While the Women’s Rights convention was taking place at Seneca Falls in 1848, First Lady Sarah Childress Polk was wielding influence unprecedented for a woman in Washington, D.C. Yet, while history remembers the women of the convention, it has all but forgotten Sarah Polk. Now, in her riveting biography, Amy S. Greenberg brings Sarah’s story into vivid focus. We see Sarah as the daughter of a frontiersman who raised her to discuss politics and business with men; we see the savvy and charm she brandished in order to help her brilliant but unlikeable husband, James K. Polk, ascend to the White House. We watch as she exercises truly extraordinary power as First Lady: quietly manipulating elected officials, shaping foreign policy, and directing a campaign in support of America’s expansionist war against Mexico.
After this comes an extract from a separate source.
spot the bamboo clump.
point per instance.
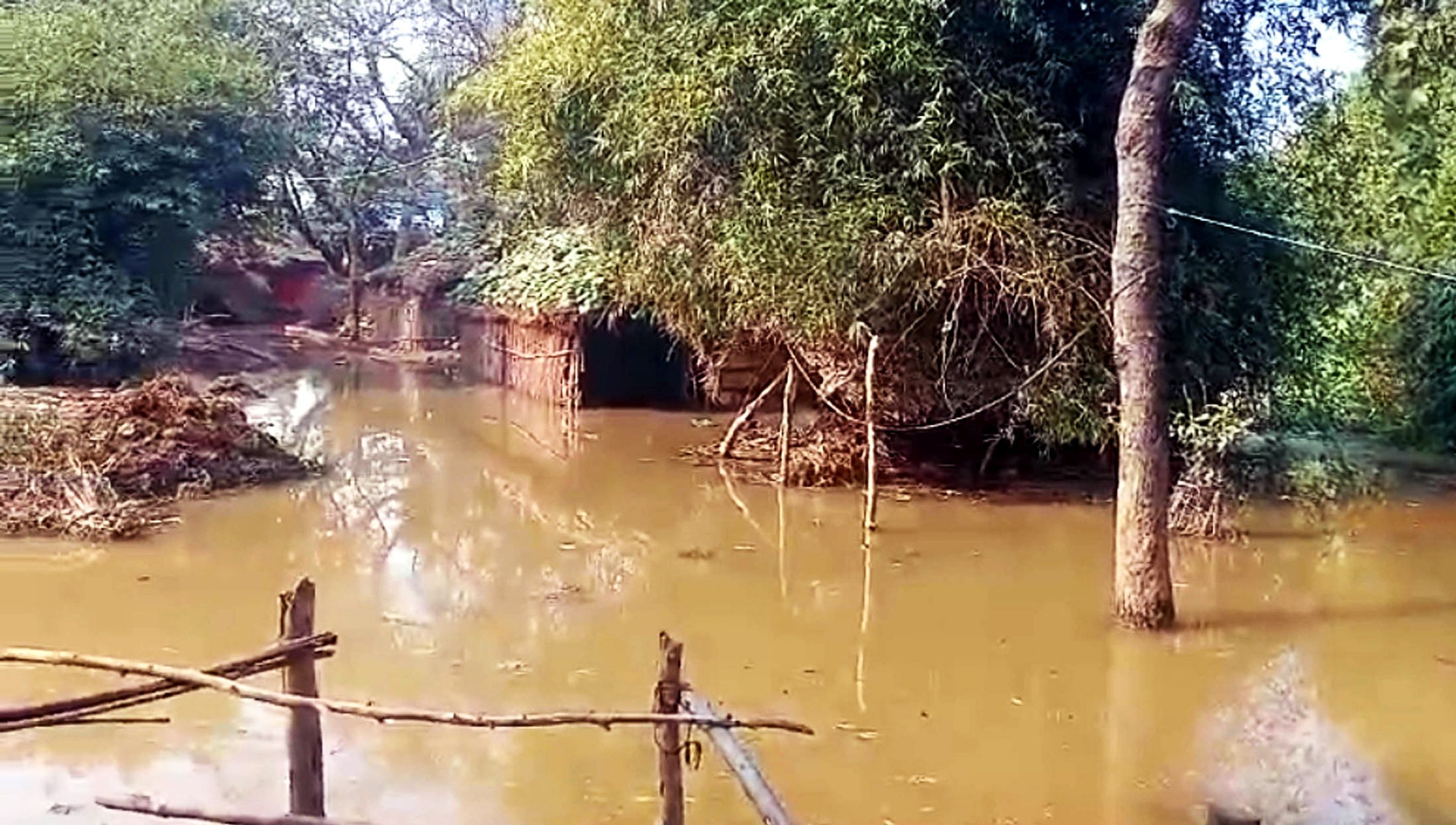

And we meet many of the enslaved men and women whose difficult labor made Sarah’s political success possible.
Sarah Polk’s life spanned nearly the entirety of the nineteenth-century. But her own legacy, which profoundly transformed the South, continues to endure. Comprehensive, nuanced, and brimming with invaluable insight, Lady First is a revelation of our twelfth First Lady’s complex but essential part in American feminism.
PUBLISHERS WEEKLY
Greenberg (A Wicked War: Polk, Clay, Lincoln, and the 1846 U.S. Invasion of Mexico), a professor of history and women's studies at Pennsylvania State University, delivers a stellar biography of Sarah Polk, an influential yet not well-known 19th-century American woman. She argues that Polk, as first lady from 1845 to 1849, was powerful, popular, and publicly political. Liberal women supported the emerging women's rights movement, but the more conservative Polk acquired power by manipulating female deference remaining outwardly subordinate to men to advance her own power. Born on the Tennessee frontier in 1803, the wealthy, well-educated, religious Sarah Childress married James K. Polk, a fledgling politician, in 1824 and dedicated her life to promoting his career and the Democratic Party platform. She excelled at Washington's "parlor politics," hosting dinners and parties to foster James's prospects in Congress. Sarah managed the correspondence for his 1839 Tennessee gubernatorial campaign and his 1844 presidential run. As first lady, she supported westward expansion and the 1846 war with Mexico. Widowed, she ran the family's plantation, remaining an unrepentant slaveowner through the Civil War. Sarah Polk comes alive in these pages, with Greenberg expertly illuminating the intersections of the public and private, providing readers a refreshing new way to look at 19th-century American political and social history. This is a highly recommended work. Illus.